Navalny was immediately handcuffed and taken from the courtroom. According to sources cited by Interfax, he will be held in SIZO-1, a detention facility in Kirov. According to the Kirov website of the Federal Court Bailiffs Service, "SIZO-1 of the Vyatsky Prison Complex is modern and well-equipped for security and supervision, staffed by professionals of the corrections system." There is also a SIZO-2 in the city of Kirov and a SIZO-3 in Kirov Oblast.

If the Leninsky district court verdict is upheld, the Federal Penitentiary Service will determine where Navalny will serve his sentence. It will not necessarily have to be in the Kirov region.

What is the appeals process like?

Navalny's lawyers must appeal the district court's ruling within 10 days to the Kirov Oblast Court. That court must begin considering the appeal within 30 days.

The oblast court's ruling can then be appealed to the Supreme Court, whose ruling is final. The Supreme Court could refuse to hear the case, in which case the oblast court's ruling would be final.

Navalny's defense team has vowed that if he loses all his appeals in Russia, they will take the matter to the European Court of Human Rights. It is unknown how long that process might take or what effect, if any, it might have on Navalny's de facto situation.

Is Navalny facing other legal cases?

Russian prosecutors have opened three other legal cases against Navalny that could be brought to trial. One involves allegations that an advertising company headed by Navalny defrauded the Union of Rightist Forces political party of some $3 million in 2007. The second charges that a postal services company owned by Navalny and his brother deceived the Yves Rocher cosmetics firm. And the third claims he conspired to illegally privatize the Urzhum distillery in Kirov Oblast.



Can Navalny continue his campaign for the September 8 Moscow mayoral election?
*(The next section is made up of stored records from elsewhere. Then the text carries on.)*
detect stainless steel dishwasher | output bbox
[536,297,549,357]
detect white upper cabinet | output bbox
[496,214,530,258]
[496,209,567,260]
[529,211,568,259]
Navalny can continue his campaign until the appeals process is exhausted, says Russian election-law expert Leonid Kirichenko.
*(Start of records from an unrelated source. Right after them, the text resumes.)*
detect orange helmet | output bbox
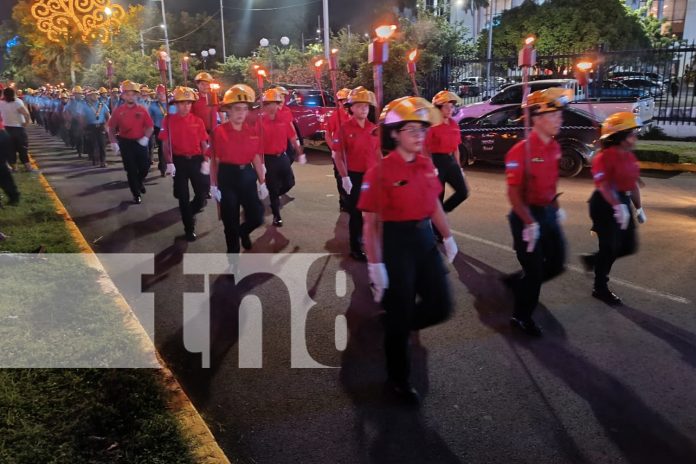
[222,84,256,107]
[194,72,214,83]
[432,90,462,107]
[336,88,351,101]
[261,88,284,103]
[600,112,642,140]
[380,96,441,127]
[171,86,198,102]
[347,86,376,106]
[523,88,573,115]
[120,80,140,93]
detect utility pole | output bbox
[220,0,227,61]
[322,0,330,59]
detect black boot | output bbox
[592,288,622,306]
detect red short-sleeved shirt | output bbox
[108,103,153,140]
[358,151,443,222]
[425,118,461,154]
[505,131,560,206]
[591,146,640,192]
[192,94,219,133]
[324,107,348,150]
[278,105,294,124]
[158,112,208,156]
[210,123,260,165]
[335,118,379,173]
[258,114,295,155]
"For now, he is still a candidate -- he can campaign, his headquarters can work. Even the Moscow Election Commission has said this on the basis of the law," Kirichenko explains.
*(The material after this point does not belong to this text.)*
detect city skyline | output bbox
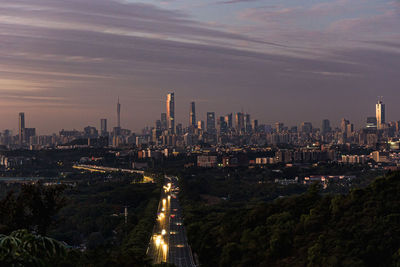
[6,95,394,136]
[0,0,399,133]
However, Navalny's spokeswoman Anna Veduta said on Twitter after the verdict that Navalny will withdraw from the race. She also said, however, that his Moscow headquarters will continue "to wage a campaign for Navalny."

If the court's verdict is upheld, Navalny would not be able to continue to campaign, Kirichenko adds. If it is upheld after the election, Navalny would not be able to serve as mayor.

Kirichenko says, however, that the appeals process can move very quickly and there is no reason to believe it would drag on beyond the September 8 election day.

Moscow election law states that a candidacy may not be annulled later than five days before the election -- which would mean the latest date that Navalny could be removed would be September 3.

Can Navalny continue his anticorruption campaign?

Navalny has vowed to continue his efforts to expose corruption in Russia. Jailed former oligarch Mikhail Khodorkovsky has been able to communicate from prison and to publish occasional articles and manifestoes.

Navalny's Anticorruption Foundation says it will continue to work and to publish exposes of corruption within the Russian government and state companies. In his final blog post on July 17, Navalny called on everyone to contribute to the effort: "It is clear what needs to be done and how it needs to be done and with what means it must be done. The main thing is to gather one's courage, throw off laziness, and do it. No particular leadership is needed."

Speaking in Kirov after the verdict on July 18, Navalny's wife, Yulia Navalnaya, stressed that her husband's work will go on.

"Our whole family and I have supported and will continue to support him. If anyone hopes that Aleksei's investigations will stop, it's not going to happen," she said. "His Anticorruption Foundation will continue its work."